I'm sure I will watch the movie which will be good for me because this past week of gluttonous eating every night has led to my skirts feeling a bit tighter. Instead of going to a restaurant, I am going to go to the movies. Mental candy as opposed to edible candy.
I took a good run this morning to work off the calories of an unexpectedly delicious meal last night. After having running errands for the better part of all day Saturday (This is the part of being a grown-up I absolutely deplore! I swear I will probably, if I ever get married, be the worst housewife ever because I hate to clean, run errands or do anything remotely domestic!), I settled down to a dinner at Chevy's Mexican Restaurant near Pentagon City.

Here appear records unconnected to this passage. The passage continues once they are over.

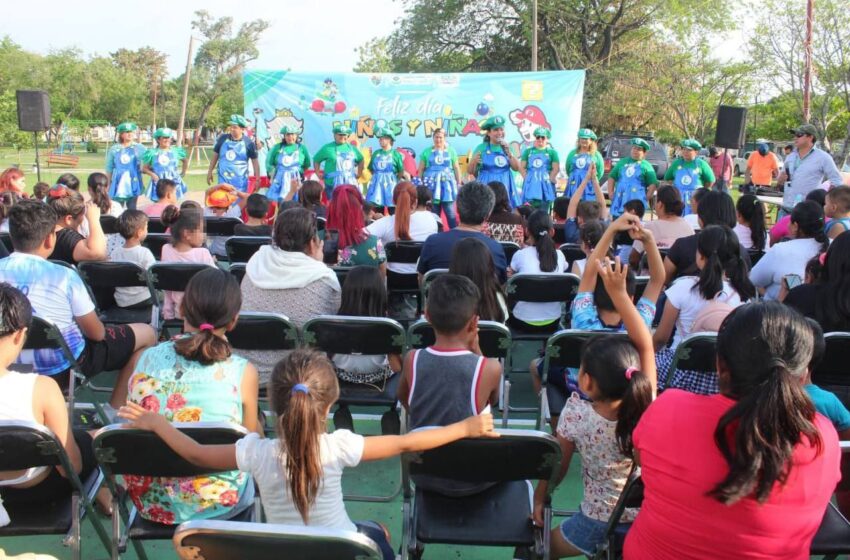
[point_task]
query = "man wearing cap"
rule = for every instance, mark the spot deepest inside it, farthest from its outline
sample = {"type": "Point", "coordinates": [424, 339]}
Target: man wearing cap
{"type": "Point", "coordinates": [492, 160]}
{"type": "Point", "coordinates": [539, 168]}
{"type": "Point", "coordinates": [342, 163]}
{"type": "Point", "coordinates": [124, 166]}
{"type": "Point", "coordinates": [582, 159]}
{"type": "Point", "coordinates": [808, 169]}
{"type": "Point", "coordinates": [231, 154]}
{"type": "Point", "coordinates": [688, 173]}
{"type": "Point", "coordinates": [387, 167]}
{"type": "Point", "coordinates": [163, 162]}
{"type": "Point", "coordinates": [634, 177]}
{"type": "Point", "coordinates": [287, 161]}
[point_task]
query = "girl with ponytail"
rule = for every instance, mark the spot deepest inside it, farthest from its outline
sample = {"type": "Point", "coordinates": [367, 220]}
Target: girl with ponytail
{"type": "Point", "coordinates": [747, 473]}
{"type": "Point", "coordinates": [299, 473]}
{"type": "Point", "coordinates": [722, 279]}
{"type": "Point", "coordinates": [618, 376]}
{"type": "Point", "coordinates": [405, 225]}
{"type": "Point", "coordinates": [197, 378]}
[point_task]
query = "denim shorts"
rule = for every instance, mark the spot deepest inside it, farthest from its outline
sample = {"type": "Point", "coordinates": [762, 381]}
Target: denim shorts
{"type": "Point", "coordinates": [587, 534]}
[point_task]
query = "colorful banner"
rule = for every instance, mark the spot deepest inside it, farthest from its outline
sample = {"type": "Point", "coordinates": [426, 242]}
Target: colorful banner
{"type": "Point", "coordinates": [412, 106]}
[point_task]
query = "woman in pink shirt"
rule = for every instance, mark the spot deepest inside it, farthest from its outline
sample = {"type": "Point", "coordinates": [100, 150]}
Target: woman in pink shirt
{"type": "Point", "coordinates": [745, 474]}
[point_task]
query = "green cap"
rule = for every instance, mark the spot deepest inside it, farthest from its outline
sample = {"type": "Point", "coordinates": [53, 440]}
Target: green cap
{"type": "Point", "coordinates": [164, 133]}
{"type": "Point", "coordinates": [806, 129]}
{"type": "Point", "coordinates": [126, 127]}
{"type": "Point", "coordinates": [238, 120]}
{"type": "Point", "coordinates": [342, 129]}
{"type": "Point", "coordinates": [586, 133]}
{"type": "Point", "coordinates": [691, 144]}
{"type": "Point", "coordinates": [496, 121]}
{"type": "Point", "coordinates": [384, 133]}
{"type": "Point", "coordinates": [640, 143]}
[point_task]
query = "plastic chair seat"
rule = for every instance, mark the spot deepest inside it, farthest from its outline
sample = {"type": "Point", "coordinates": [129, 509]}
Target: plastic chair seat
{"type": "Point", "coordinates": [368, 394]}
{"type": "Point", "coordinates": [144, 530]}
{"type": "Point", "coordinates": [498, 516]}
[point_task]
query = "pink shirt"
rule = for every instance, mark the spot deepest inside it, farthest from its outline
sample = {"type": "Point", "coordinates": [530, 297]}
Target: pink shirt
{"type": "Point", "coordinates": [172, 300]}
{"type": "Point", "coordinates": [680, 464]}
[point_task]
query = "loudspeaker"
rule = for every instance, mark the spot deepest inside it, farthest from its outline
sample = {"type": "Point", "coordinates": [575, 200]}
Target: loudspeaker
{"type": "Point", "coordinates": [731, 127]}
{"type": "Point", "coordinates": [33, 110]}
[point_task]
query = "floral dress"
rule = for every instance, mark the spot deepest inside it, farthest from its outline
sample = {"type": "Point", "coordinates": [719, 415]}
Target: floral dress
{"type": "Point", "coordinates": [369, 252]}
{"type": "Point", "coordinates": [187, 391]}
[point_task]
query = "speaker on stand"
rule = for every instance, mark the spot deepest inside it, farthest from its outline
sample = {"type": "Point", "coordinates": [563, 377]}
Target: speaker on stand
{"type": "Point", "coordinates": [33, 116]}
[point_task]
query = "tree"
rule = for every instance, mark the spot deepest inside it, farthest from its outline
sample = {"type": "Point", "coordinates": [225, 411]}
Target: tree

Chevy's is a chain restaurant so you know the prices are relatively cheap. My chicken chimichanga was $9.99, but what was really delicious was the salsa. In fact, their salsa is so legendary, you can buy a bottle of salsa for $7.99. I'm not sure I will accurately capture the freshness and lightness of the salsa. Not purely tomato based, the completely pureed salsa arrived in a glorious mish-mash of color: a burgundy palate with splices of green and black. The chips were essentially salt-less and so airy I ate an entire basket myself.
I should have sensed the salsa was to-die-for simply by the service of the waiter who brought us our own individual bowls of salsa.
Which reminds me. I wrote a review for NBC Washington nearly a year ago which caused quite the rucus because I said Lauriol Plaza in D.C. was the best Mexican food in the city. I still get amused by the fracus simply because I was only choosing a locale in the city -- as opposed to Virginia or Maryland. I'm just a critic, just one person's opinion, so raising someone's hackles is always interesting.
This week I'm excited to go to Texas and get some real Tex-Mex though!